1. ILOVEYOU (2000) - Le virus qui a brisé des cœurs
Au début des années 2000, alors qu’Internet devenait de plus en plus populaire, un e-mail, en apparence innocent, a semé le chaos. Son objet ? « ILOVEYOU ». Beaucoup ont été tentés d’ouvrir la pièce jointe intitulée « LOVE-LETTER-FOR-YOU.txt.vbs », pensant y trouver une déclaration d’amour. Mais au lieu d’un tendre message, ce fichier déclenchait un script malveillant qui s’envoyait automatiquement à tous les contacts du carnet d’adresses. Résultat : des millions d’ordinateurs infectés en quelques heures et plus de 10 milliards de dollars de dégâts estimés. Ce virus a mis en évidence la naïveté des utilisateurs face aux e-mails et l’importance des mises à jour de sécurité.

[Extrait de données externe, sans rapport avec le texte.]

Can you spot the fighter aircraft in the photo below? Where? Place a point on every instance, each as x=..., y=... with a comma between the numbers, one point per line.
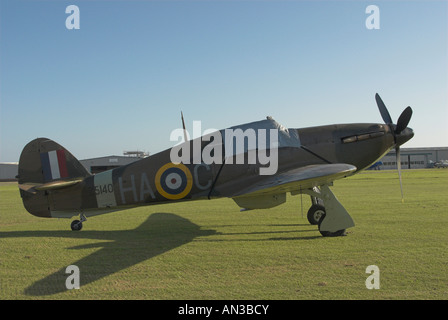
x=53, y=183
x=441, y=164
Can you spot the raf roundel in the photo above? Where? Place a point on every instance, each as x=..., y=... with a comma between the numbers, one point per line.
x=173, y=181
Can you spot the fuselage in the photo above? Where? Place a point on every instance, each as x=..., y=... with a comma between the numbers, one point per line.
x=156, y=179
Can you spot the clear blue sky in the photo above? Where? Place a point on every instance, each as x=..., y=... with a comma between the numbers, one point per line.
x=120, y=81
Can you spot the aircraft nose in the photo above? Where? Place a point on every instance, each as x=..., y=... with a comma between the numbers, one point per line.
x=404, y=136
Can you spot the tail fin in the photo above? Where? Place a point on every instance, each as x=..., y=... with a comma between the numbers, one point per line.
x=45, y=165
x=43, y=161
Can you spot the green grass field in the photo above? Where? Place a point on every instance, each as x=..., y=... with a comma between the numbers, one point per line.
x=210, y=250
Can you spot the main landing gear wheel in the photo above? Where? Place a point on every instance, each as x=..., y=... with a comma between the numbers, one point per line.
x=315, y=213
x=76, y=225
x=338, y=233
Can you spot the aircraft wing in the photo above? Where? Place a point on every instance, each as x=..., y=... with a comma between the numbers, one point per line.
x=296, y=179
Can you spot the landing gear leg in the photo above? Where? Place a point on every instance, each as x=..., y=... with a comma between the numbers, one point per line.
x=76, y=225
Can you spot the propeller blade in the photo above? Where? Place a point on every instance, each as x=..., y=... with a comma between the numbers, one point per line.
x=383, y=110
x=397, y=149
x=183, y=126
x=403, y=120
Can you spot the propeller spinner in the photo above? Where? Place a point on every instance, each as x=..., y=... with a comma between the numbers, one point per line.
x=400, y=131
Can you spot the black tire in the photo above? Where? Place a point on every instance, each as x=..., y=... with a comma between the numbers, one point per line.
x=315, y=213
x=76, y=225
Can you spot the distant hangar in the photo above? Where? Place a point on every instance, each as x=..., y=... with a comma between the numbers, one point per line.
x=414, y=158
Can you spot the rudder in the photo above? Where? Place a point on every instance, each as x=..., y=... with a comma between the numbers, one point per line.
x=44, y=165
x=43, y=161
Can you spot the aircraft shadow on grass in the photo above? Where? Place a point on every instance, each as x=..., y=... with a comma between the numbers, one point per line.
x=160, y=233
x=120, y=249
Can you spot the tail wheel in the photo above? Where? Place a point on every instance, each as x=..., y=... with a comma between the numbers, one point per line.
x=76, y=225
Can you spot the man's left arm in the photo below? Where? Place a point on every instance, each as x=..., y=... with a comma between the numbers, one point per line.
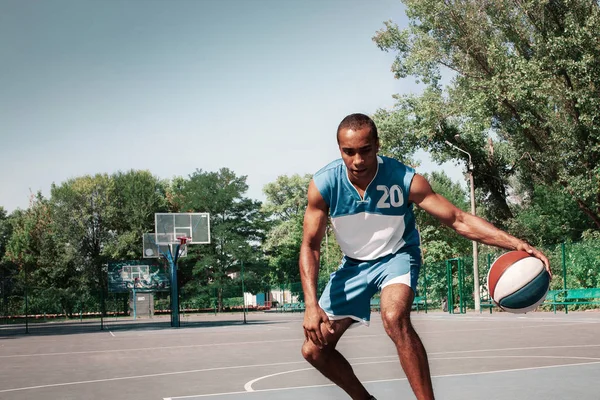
x=465, y=224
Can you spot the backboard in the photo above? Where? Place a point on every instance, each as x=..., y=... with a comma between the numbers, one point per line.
x=123, y=276
x=195, y=226
x=157, y=245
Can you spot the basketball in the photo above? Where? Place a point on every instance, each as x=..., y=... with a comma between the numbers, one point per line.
x=518, y=282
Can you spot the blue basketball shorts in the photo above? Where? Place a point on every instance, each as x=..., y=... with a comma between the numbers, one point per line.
x=351, y=287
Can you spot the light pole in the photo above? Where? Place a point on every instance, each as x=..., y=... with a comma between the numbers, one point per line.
x=475, y=252
x=243, y=292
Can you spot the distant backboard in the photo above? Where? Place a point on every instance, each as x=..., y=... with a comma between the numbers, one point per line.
x=145, y=276
x=160, y=244
x=191, y=225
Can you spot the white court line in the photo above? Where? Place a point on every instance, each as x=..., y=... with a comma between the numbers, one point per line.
x=248, y=385
x=382, y=380
x=346, y=338
x=121, y=378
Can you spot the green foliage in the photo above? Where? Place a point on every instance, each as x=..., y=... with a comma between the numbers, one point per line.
x=137, y=196
x=439, y=242
x=286, y=202
x=583, y=262
x=237, y=229
x=523, y=95
x=549, y=216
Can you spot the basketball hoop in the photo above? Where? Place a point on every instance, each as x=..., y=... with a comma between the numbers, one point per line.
x=183, y=240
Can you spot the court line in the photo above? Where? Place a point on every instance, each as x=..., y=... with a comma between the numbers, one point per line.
x=383, y=380
x=346, y=338
x=296, y=340
x=121, y=378
x=248, y=385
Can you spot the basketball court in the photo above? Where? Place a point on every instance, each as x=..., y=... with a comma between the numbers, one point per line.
x=472, y=356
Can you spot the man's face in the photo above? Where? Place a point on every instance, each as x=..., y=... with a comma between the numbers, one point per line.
x=359, y=152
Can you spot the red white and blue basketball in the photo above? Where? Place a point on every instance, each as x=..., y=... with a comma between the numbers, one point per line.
x=518, y=282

2. Stuxnet (2010) - La cyberarme qui a fait trembler le nucléaire
Contrairement aux virus classiques cherchant à infecter le plus d’ordinateurs possible, Stuxnet avait une cible bien précise : les installations nucléaires iraniennes. Découvert en 2010, ce virus d’un nouveau genre était conçu pour saboter des centrifugeuses utilisées dans l’enrichissement de l’uranium. Il s’est infiltré dans des systèmes industriels via une simple clé USB et a discrètement modifié les commandes des machines tout en affichant de fausses données aux opérateurs. Son efficacité a été telle qu’il a causé la destruction de près de 1 000 centrifugeuses, ralentissant considérablement le programme nucléaire iranien. Stuxnet a marqué un tournant : il n’était plus question de simples cyberattaques, mais d’armes numériques capables d’influencer la politique internationale.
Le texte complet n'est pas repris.